Écrire est devenu moins fréquent et l’encourager en acceptant des syntaxes aléatoires peut lever des obstacles : j’ai lu des textes, des poèmes en particulier d’une grande justesse et porteurs de belles émotions ; fallait-il les tenir clos en sa tête sous prétexte que la critique de leur orthographe serait destructrice ? Il en est de même pour ces taiseux qui  libèrent leurs idées, leurs savoirs après un moment d’ivresse et/ou de confiance et utilisent des termes, des expressions approximatives…Notre langue, comme toutes les autres même et surtout professionnelles voire argotiques, est vivante, merci pour le retour vers nos grands auteurs… C’est vrai que nous pouvons grincer les dents devant l’évolution des usages de pérenniser, d’achalander etc… mais depuis nos premières colères, nos premiers rires, nos premiers areu, chacun de nous se la construit puis adopte, parfois adapte celle de sa société d’hier, d’aujourd’hui et de demain… Les grands orateurs des médias sont les grands vecteurs de ces fantaisies et avec conviction souvent… Le grand mélange des langues régionales, leur grande richesse, l’apport de tous ceux qui ont traversé puis habité notre hexagone, dont les barbares francs, des expressions étrangères… forment un trésor historique et combien passionnant, pour un linguiste comme pour un conteur ; mais historique ne donne pas droit à l’hystérie… J’ai aimé raconter les mots à mes élèves, j’en abuse encore par pédantisme diront certains, mais j’ai surtout aimé les voir s’en servir comme des outils pour être et communiquer…

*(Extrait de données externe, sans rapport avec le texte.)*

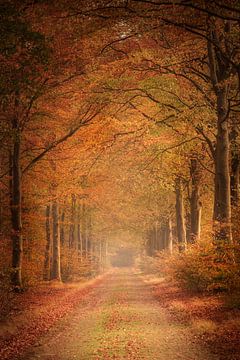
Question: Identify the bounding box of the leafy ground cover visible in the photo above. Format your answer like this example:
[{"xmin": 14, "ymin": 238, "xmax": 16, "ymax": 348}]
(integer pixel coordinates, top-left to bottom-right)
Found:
[
  {"xmin": 0, "ymin": 269, "xmax": 240, "ymax": 360},
  {"xmin": 146, "ymin": 277, "xmax": 240, "ymax": 360}
]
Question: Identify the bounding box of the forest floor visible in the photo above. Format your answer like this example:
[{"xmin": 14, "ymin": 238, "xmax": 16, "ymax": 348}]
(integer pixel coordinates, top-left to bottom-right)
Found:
[{"xmin": 0, "ymin": 269, "xmax": 240, "ymax": 360}]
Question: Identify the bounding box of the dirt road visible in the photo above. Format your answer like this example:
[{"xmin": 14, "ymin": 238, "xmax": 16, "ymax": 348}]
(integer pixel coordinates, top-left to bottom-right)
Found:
[{"xmin": 23, "ymin": 269, "xmax": 216, "ymax": 360}]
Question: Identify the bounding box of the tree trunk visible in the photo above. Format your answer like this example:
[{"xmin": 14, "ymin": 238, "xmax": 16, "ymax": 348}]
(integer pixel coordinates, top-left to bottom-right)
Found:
[
  {"xmin": 43, "ymin": 205, "xmax": 51, "ymax": 280},
  {"xmin": 190, "ymin": 159, "xmax": 202, "ymax": 244},
  {"xmin": 207, "ymin": 21, "xmax": 232, "ymax": 242},
  {"xmin": 77, "ymin": 204, "xmax": 83, "ymax": 261},
  {"xmin": 230, "ymin": 129, "xmax": 240, "ymax": 206},
  {"xmin": 69, "ymin": 195, "xmax": 76, "ymax": 248},
  {"xmin": 166, "ymin": 217, "xmax": 173, "ymax": 255},
  {"xmin": 60, "ymin": 209, "xmax": 65, "ymax": 246},
  {"xmin": 10, "ymin": 118, "xmax": 23, "ymax": 291},
  {"xmin": 51, "ymin": 201, "xmax": 61, "ymax": 281},
  {"xmin": 214, "ymin": 86, "xmax": 232, "ymax": 242},
  {"xmin": 175, "ymin": 178, "xmax": 186, "ymax": 252}
]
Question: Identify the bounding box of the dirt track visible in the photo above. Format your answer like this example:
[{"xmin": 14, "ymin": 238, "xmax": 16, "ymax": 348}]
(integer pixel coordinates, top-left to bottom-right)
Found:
[{"xmin": 23, "ymin": 270, "xmax": 219, "ymax": 360}]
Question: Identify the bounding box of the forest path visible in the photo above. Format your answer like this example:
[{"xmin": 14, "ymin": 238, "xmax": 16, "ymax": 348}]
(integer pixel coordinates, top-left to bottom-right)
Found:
[{"xmin": 23, "ymin": 269, "xmax": 218, "ymax": 360}]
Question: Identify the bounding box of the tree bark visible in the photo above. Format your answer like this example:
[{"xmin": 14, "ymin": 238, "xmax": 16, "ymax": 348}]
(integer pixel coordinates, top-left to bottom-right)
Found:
[
  {"xmin": 60, "ymin": 209, "xmax": 65, "ymax": 246},
  {"xmin": 165, "ymin": 217, "xmax": 173, "ymax": 255},
  {"xmin": 43, "ymin": 205, "xmax": 51, "ymax": 280},
  {"xmin": 230, "ymin": 124, "xmax": 240, "ymax": 206},
  {"xmin": 190, "ymin": 159, "xmax": 202, "ymax": 244},
  {"xmin": 9, "ymin": 118, "xmax": 23, "ymax": 291},
  {"xmin": 51, "ymin": 201, "xmax": 61, "ymax": 281},
  {"xmin": 69, "ymin": 195, "xmax": 76, "ymax": 248},
  {"xmin": 207, "ymin": 18, "xmax": 232, "ymax": 242},
  {"xmin": 175, "ymin": 178, "xmax": 186, "ymax": 252}
]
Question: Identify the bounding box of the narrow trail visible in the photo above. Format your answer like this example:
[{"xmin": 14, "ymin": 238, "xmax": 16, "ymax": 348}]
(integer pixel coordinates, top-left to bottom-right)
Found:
[{"xmin": 22, "ymin": 269, "xmax": 216, "ymax": 360}]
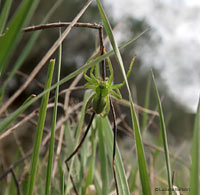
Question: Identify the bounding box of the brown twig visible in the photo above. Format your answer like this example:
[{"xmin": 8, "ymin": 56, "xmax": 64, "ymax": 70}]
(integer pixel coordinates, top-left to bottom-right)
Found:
[
  {"xmin": 23, "ymin": 22, "xmax": 103, "ymax": 32},
  {"xmin": 0, "ymin": 0, "xmax": 92, "ymax": 115}
]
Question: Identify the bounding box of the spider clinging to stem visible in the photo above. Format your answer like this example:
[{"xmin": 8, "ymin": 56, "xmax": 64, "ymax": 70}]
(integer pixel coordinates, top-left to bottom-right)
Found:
[
  {"xmin": 65, "ymin": 53, "xmax": 135, "ymax": 195},
  {"xmin": 84, "ymin": 56, "xmax": 135, "ymax": 117}
]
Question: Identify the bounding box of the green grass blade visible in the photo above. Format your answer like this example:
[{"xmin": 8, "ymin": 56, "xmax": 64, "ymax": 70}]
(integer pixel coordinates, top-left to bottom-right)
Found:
[
  {"xmin": 0, "ymin": 0, "xmax": 39, "ymax": 76},
  {"xmin": 0, "ymin": 0, "xmax": 63, "ymax": 105},
  {"xmin": 58, "ymin": 159, "xmax": 64, "ymax": 195},
  {"xmin": 97, "ymin": 0, "xmax": 151, "ymax": 195},
  {"xmin": 152, "ymin": 72, "xmax": 172, "ymax": 195},
  {"xmin": 27, "ymin": 60, "xmax": 55, "ymax": 195},
  {"xmin": 0, "ymin": 34, "xmax": 145, "ymax": 133},
  {"xmin": 83, "ymin": 122, "xmax": 96, "ymax": 194},
  {"xmin": 0, "ymin": 0, "xmax": 12, "ymax": 34},
  {"xmin": 99, "ymin": 118, "xmax": 130, "ymax": 195},
  {"xmin": 97, "ymin": 116, "xmax": 109, "ymax": 194},
  {"xmin": 141, "ymin": 74, "xmax": 151, "ymax": 133},
  {"xmin": 189, "ymin": 100, "xmax": 200, "ymax": 195},
  {"xmin": 45, "ymin": 32, "xmax": 62, "ymax": 195}
]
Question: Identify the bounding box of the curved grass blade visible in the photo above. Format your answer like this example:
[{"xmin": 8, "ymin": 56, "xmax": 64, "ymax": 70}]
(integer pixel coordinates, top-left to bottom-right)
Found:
[
  {"xmin": 83, "ymin": 121, "xmax": 97, "ymax": 194},
  {"xmin": 99, "ymin": 118, "xmax": 130, "ymax": 195},
  {"xmin": 45, "ymin": 32, "xmax": 62, "ymax": 195},
  {"xmin": 0, "ymin": 0, "xmax": 63, "ymax": 105},
  {"xmin": 152, "ymin": 72, "xmax": 172, "ymax": 195},
  {"xmin": 0, "ymin": 0, "xmax": 39, "ymax": 76},
  {"xmin": 141, "ymin": 74, "xmax": 151, "ymax": 133},
  {"xmin": 58, "ymin": 159, "xmax": 64, "ymax": 195},
  {"xmin": 189, "ymin": 99, "xmax": 200, "ymax": 195},
  {"xmin": 27, "ymin": 60, "xmax": 55, "ymax": 195},
  {"xmin": 0, "ymin": 0, "xmax": 12, "ymax": 34},
  {"xmin": 97, "ymin": 0, "xmax": 151, "ymax": 195},
  {"xmin": 0, "ymin": 34, "xmax": 145, "ymax": 133},
  {"xmin": 97, "ymin": 118, "xmax": 109, "ymax": 194}
]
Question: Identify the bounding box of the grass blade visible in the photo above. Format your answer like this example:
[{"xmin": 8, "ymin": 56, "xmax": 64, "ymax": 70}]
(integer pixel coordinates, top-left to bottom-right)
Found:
[
  {"xmin": 0, "ymin": 0, "xmax": 63, "ymax": 105},
  {"xmin": 0, "ymin": 0, "xmax": 12, "ymax": 34},
  {"xmin": 0, "ymin": 34, "xmax": 145, "ymax": 133},
  {"xmin": 58, "ymin": 159, "xmax": 64, "ymax": 195},
  {"xmin": 0, "ymin": 0, "xmax": 39, "ymax": 76},
  {"xmin": 141, "ymin": 74, "xmax": 151, "ymax": 133},
  {"xmin": 97, "ymin": 0, "xmax": 151, "ymax": 195},
  {"xmin": 152, "ymin": 72, "xmax": 172, "ymax": 195},
  {"xmin": 99, "ymin": 118, "xmax": 130, "ymax": 195},
  {"xmin": 189, "ymin": 100, "xmax": 200, "ymax": 195},
  {"xmin": 45, "ymin": 31, "xmax": 62, "ymax": 195},
  {"xmin": 97, "ymin": 116, "xmax": 109, "ymax": 194},
  {"xmin": 83, "ymin": 122, "xmax": 96, "ymax": 194},
  {"xmin": 27, "ymin": 60, "xmax": 55, "ymax": 195}
]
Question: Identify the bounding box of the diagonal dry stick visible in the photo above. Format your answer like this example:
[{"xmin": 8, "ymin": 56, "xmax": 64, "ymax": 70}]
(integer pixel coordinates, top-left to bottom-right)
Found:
[{"xmin": 0, "ymin": 0, "xmax": 92, "ymax": 115}]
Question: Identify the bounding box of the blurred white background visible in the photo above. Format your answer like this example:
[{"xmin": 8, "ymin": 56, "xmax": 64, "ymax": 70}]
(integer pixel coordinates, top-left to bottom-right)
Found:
[{"xmin": 104, "ymin": 0, "xmax": 200, "ymax": 112}]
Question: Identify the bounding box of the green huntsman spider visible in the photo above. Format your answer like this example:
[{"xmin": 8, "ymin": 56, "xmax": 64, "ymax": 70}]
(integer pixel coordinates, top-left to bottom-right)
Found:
[
  {"xmin": 65, "ymin": 53, "xmax": 135, "ymax": 195},
  {"xmin": 84, "ymin": 57, "xmax": 135, "ymax": 117}
]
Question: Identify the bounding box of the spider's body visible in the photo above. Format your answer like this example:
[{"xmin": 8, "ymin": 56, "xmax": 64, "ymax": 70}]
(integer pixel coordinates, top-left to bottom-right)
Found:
[
  {"xmin": 65, "ymin": 54, "xmax": 135, "ymax": 195},
  {"xmin": 84, "ymin": 58, "xmax": 135, "ymax": 117}
]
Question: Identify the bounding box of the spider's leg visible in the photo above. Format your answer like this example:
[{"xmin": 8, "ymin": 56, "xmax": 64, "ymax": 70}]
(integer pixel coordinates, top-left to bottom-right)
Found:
[
  {"xmin": 65, "ymin": 112, "xmax": 95, "ymax": 195},
  {"xmin": 110, "ymin": 99, "xmax": 119, "ymax": 195},
  {"xmin": 100, "ymin": 96, "xmax": 110, "ymax": 118},
  {"xmin": 85, "ymin": 94, "xmax": 96, "ymax": 112},
  {"xmin": 106, "ymin": 58, "xmax": 113, "ymax": 86},
  {"xmin": 83, "ymin": 70, "xmax": 93, "ymax": 83},
  {"xmin": 84, "ymin": 83, "xmax": 96, "ymax": 90},
  {"xmin": 110, "ymin": 88, "xmax": 122, "ymax": 100},
  {"xmin": 90, "ymin": 65, "xmax": 99, "ymax": 84},
  {"xmin": 112, "ymin": 56, "xmax": 136, "ymax": 89}
]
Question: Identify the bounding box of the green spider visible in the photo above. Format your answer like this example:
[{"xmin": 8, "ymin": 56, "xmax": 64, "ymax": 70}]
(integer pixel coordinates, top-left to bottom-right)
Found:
[{"xmin": 84, "ymin": 57, "xmax": 135, "ymax": 117}]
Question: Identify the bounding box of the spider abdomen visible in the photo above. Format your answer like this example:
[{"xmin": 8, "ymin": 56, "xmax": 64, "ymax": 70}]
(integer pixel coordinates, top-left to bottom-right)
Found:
[{"xmin": 93, "ymin": 96, "xmax": 106, "ymax": 114}]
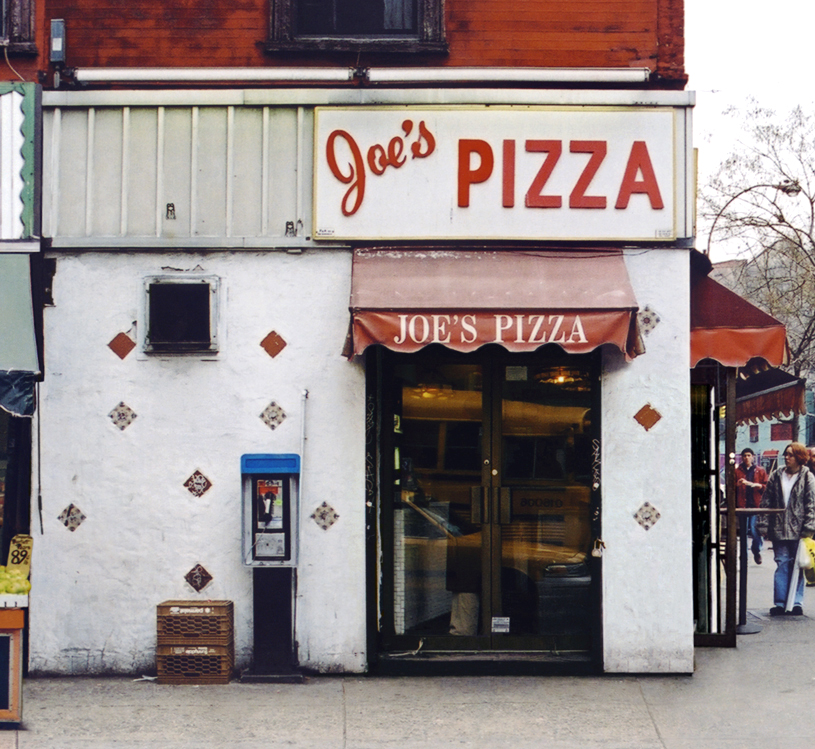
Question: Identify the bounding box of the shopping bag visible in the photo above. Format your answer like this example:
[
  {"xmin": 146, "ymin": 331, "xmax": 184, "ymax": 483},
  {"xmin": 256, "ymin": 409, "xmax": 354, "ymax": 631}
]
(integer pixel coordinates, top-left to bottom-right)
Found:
[
  {"xmin": 803, "ymin": 538, "xmax": 815, "ymax": 588},
  {"xmin": 797, "ymin": 538, "xmax": 815, "ymax": 570}
]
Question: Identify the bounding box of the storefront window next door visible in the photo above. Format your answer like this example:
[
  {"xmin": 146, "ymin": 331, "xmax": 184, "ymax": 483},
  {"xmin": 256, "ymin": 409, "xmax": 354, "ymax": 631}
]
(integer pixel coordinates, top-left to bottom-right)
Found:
[{"xmin": 379, "ymin": 347, "xmax": 599, "ymax": 653}]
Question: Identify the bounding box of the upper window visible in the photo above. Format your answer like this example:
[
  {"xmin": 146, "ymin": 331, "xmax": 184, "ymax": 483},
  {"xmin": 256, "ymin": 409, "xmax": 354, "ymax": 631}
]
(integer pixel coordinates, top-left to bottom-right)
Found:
[
  {"xmin": 144, "ymin": 277, "xmax": 218, "ymax": 354},
  {"xmin": 267, "ymin": 0, "xmax": 446, "ymax": 52},
  {"xmin": 0, "ymin": 0, "xmax": 37, "ymax": 54}
]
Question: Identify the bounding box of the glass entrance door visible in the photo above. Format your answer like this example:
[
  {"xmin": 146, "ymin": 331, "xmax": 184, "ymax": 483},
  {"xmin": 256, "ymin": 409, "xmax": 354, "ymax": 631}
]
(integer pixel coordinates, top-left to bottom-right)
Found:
[{"xmin": 380, "ymin": 350, "xmax": 599, "ymax": 652}]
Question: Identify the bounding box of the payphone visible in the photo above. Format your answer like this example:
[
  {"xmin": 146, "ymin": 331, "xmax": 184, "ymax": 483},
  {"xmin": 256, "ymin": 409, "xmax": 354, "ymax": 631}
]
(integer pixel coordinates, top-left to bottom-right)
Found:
[{"xmin": 241, "ymin": 454, "xmax": 300, "ymax": 567}]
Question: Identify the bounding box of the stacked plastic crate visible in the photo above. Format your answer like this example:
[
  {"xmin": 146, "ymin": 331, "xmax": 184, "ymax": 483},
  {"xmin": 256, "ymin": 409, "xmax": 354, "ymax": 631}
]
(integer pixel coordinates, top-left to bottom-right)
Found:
[{"xmin": 156, "ymin": 601, "xmax": 235, "ymax": 684}]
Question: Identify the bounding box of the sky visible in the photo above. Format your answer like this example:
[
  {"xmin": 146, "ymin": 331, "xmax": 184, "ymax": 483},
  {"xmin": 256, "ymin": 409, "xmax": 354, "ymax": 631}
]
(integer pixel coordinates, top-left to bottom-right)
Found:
[{"xmin": 685, "ymin": 0, "xmax": 815, "ymax": 262}]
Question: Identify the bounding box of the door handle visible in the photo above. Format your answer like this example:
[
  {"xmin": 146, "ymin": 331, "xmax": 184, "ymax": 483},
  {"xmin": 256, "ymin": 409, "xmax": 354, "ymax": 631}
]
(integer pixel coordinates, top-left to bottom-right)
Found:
[
  {"xmin": 493, "ymin": 486, "xmax": 512, "ymax": 525},
  {"xmin": 470, "ymin": 486, "xmax": 490, "ymax": 525}
]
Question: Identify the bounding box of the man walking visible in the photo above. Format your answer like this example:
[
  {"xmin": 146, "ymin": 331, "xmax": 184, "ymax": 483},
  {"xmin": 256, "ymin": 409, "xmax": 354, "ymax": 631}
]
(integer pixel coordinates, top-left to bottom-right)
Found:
[{"xmin": 736, "ymin": 447, "xmax": 767, "ymax": 564}]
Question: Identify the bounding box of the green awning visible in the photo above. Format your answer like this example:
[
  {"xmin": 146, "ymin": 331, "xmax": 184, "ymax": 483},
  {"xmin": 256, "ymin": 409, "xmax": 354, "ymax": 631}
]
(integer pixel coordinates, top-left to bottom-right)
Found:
[{"xmin": 0, "ymin": 252, "xmax": 40, "ymax": 416}]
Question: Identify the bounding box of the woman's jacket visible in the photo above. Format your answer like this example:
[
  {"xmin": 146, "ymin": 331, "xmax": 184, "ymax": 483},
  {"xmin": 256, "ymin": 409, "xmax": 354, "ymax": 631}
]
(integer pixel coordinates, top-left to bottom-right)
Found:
[{"xmin": 757, "ymin": 466, "xmax": 815, "ymax": 541}]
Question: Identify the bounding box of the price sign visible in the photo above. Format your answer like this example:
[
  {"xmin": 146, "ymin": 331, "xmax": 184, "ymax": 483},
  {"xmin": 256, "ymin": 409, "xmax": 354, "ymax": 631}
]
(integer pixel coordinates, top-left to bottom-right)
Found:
[{"xmin": 6, "ymin": 533, "xmax": 34, "ymax": 577}]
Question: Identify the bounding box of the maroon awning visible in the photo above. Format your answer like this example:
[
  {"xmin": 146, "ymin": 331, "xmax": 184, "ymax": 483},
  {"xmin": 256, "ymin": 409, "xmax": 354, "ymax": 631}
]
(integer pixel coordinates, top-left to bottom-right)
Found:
[
  {"xmin": 736, "ymin": 369, "xmax": 806, "ymax": 424},
  {"xmin": 690, "ymin": 276, "xmax": 787, "ymax": 367},
  {"xmin": 347, "ymin": 248, "xmax": 643, "ymax": 359}
]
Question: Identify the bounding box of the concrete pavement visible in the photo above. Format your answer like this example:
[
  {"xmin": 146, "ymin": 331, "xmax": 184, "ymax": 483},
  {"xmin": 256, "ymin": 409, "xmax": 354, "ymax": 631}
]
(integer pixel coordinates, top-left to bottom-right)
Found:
[{"xmin": 0, "ymin": 552, "xmax": 815, "ymax": 749}]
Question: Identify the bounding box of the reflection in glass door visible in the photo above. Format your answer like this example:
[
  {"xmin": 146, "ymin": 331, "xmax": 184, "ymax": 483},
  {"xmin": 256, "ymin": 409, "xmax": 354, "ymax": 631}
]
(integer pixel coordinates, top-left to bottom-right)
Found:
[{"xmin": 383, "ymin": 352, "xmax": 597, "ymax": 651}]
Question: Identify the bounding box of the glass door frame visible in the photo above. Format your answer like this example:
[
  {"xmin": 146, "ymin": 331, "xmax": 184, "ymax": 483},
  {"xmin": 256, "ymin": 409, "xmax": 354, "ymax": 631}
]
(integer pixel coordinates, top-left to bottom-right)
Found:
[{"xmin": 366, "ymin": 346, "xmax": 602, "ymax": 662}]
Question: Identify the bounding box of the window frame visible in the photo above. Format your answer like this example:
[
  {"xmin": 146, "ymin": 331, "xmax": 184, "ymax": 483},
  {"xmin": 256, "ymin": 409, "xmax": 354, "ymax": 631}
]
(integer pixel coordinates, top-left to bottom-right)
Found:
[
  {"xmin": 266, "ymin": 0, "xmax": 447, "ymax": 54},
  {"xmin": 139, "ymin": 275, "xmax": 221, "ymax": 357},
  {"xmin": 0, "ymin": 0, "xmax": 38, "ymax": 55}
]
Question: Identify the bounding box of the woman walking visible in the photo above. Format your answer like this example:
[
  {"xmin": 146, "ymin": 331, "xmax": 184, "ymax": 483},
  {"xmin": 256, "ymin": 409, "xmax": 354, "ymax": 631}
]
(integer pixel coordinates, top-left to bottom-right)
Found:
[{"xmin": 758, "ymin": 442, "xmax": 815, "ymax": 616}]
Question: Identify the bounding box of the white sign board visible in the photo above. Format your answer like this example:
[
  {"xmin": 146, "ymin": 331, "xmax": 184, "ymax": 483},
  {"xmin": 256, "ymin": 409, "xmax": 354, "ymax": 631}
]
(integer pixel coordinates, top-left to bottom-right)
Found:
[{"xmin": 313, "ymin": 107, "xmax": 682, "ymax": 241}]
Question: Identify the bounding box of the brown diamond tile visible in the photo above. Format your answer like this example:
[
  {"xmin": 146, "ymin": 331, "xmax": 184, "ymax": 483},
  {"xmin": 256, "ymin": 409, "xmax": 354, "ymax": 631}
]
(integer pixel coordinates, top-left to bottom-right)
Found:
[
  {"xmin": 108, "ymin": 333, "xmax": 136, "ymax": 359},
  {"xmin": 260, "ymin": 331, "xmax": 286, "ymax": 359},
  {"xmin": 634, "ymin": 403, "xmax": 662, "ymax": 432}
]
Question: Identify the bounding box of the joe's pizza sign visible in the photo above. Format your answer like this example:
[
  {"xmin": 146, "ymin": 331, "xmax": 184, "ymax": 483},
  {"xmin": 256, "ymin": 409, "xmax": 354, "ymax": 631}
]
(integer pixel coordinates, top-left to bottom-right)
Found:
[{"xmin": 313, "ymin": 107, "xmax": 685, "ymax": 241}]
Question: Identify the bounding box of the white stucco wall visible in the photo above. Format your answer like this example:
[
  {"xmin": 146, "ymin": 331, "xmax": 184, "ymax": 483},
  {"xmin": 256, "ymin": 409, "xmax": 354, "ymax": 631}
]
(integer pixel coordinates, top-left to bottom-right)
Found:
[
  {"xmin": 602, "ymin": 249, "xmax": 693, "ymax": 673},
  {"xmin": 30, "ymin": 251, "xmax": 366, "ymax": 673}
]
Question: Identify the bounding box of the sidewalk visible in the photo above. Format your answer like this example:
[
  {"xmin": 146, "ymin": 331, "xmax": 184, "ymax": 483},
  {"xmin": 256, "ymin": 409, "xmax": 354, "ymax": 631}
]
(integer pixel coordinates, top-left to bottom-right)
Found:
[{"xmin": 0, "ymin": 551, "xmax": 815, "ymax": 749}]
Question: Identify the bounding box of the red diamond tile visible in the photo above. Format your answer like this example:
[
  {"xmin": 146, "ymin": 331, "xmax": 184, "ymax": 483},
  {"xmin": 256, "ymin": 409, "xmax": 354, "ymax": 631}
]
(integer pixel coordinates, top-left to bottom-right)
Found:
[
  {"xmin": 108, "ymin": 333, "xmax": 136, "ymax": 359},
  {"xmin": 634, "ymin": 403, "xmax": 662, "ymax": 432},
  {"xmin": 260, "ymin": 331, "xmax": 286, "ymax": 359}
]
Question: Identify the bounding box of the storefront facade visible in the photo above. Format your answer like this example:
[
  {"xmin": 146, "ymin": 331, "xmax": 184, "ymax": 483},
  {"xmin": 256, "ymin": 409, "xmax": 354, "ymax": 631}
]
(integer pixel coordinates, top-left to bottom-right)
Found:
[{"xmin": 30, "ymin": 88, "xmax": 694, "ymax": 673}]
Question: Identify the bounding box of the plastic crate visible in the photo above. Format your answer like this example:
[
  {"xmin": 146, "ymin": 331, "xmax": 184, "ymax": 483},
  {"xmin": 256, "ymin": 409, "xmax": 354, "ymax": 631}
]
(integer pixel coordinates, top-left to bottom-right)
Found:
[
  {"xmin": 157, "ymin": 601, "xmax": 234, "ymax": 645},
  {"xmin": 156, "ymin": 643, "xmax": 235, "ymax": 684}
]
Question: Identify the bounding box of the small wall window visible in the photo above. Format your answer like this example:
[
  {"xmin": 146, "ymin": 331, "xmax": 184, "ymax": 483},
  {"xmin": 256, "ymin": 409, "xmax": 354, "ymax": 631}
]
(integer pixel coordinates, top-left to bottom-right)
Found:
[
  {"xmin": 0, "ymin": 0, "xmax": 37, "ymax": 55},
  {"xmin": 266, "ymin": 0, "xmax": 447, "ymax": 53},
  {"xmin": 144, "ymin": 277, "xmax": 219, "ymax": 354}
]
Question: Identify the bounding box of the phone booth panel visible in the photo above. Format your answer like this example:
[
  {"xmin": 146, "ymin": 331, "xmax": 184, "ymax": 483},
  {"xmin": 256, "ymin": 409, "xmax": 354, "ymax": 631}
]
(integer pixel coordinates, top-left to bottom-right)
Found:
[{"xmin": 241, "ymin": 454, "xmax": 300, "ymax": 567}]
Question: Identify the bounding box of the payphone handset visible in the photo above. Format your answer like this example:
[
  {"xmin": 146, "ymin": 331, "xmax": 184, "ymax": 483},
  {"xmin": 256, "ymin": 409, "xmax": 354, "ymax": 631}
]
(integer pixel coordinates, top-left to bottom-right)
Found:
[{"xmin": 241, "ymin": 454, "xmax": 300, "ymax": 567}]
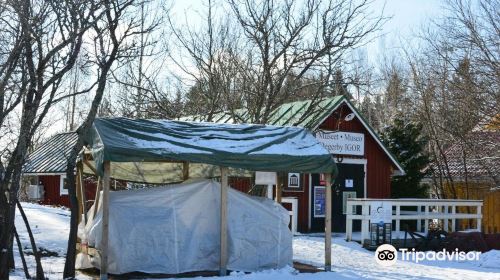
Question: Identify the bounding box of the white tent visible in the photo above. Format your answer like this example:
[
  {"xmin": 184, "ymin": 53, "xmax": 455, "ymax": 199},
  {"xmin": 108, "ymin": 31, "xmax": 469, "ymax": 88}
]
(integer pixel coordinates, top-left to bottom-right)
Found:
[{"xmin": 76, "ymin": 180, "xmax": 292, "ymax": 274}]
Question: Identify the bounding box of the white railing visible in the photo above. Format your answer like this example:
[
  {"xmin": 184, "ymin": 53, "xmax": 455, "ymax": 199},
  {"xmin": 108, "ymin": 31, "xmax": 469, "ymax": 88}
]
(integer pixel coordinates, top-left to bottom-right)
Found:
[{"xmin": 346, "ymin": 198, "xmax": 483, "ymax": 243}]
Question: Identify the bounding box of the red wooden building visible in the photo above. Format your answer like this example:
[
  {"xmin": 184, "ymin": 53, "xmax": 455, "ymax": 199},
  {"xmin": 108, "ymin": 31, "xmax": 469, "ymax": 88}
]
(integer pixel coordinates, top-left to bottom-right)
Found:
[
  {"xmin": 186, "ymin": 96, "xmax": 404, "ymax": 232},
  {"xmin": 23, "ymin": 132, "xmax": 96, "ymax": 207}
]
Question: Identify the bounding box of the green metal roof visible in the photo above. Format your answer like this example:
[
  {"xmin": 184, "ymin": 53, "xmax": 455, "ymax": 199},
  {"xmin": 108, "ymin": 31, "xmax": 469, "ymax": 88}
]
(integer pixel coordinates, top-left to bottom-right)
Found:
[
  {"xmin": 180, "ymin": 96, "xmax": 345, "ymax": 130},
  {"xmin": 23, "ymin": 132, "xmax": 78, "ymax": 174},
  {"xmin": 180, "ymin": 95, "xmax": 404, "ymax": 175}
]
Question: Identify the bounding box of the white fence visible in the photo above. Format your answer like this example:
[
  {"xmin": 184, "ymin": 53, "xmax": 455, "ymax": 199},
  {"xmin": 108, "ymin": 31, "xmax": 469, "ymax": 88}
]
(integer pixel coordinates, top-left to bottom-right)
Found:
[{"xmin": 346, "ymin": 198, "xmax": 483, "ymax": 243}]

Je suis navré que notre Ecole, qui a tant besoin d’être repensée, serve d’arène encore une fois, à ceux qui n’y relèvent que des sujets pour disputer et non discuter, à donf…

Monsieur, Madame, ne vous laisser pas prendre au jeu des polémistes de métier… Si vraiment, vraiment, vous estimez que l’éducation officielle ou privée, dans et autour des établissements mérite mieux que des coups de griffe rageurs et stériles alors dites-le et exiger d’être consultés. Des cahiers de doléances pour l’Ecole ce serait bien…

Utopique, hélas oui, mais « le rêve devient réalité si on lui offre la volonté »  l’

« Qu’est-ce qu’un vrai rêve ? C’est un rêve qui dure. Et, s’il dure, c’est qu’il s’est marié. Marié avec la volonté. » Eric ORSENNA.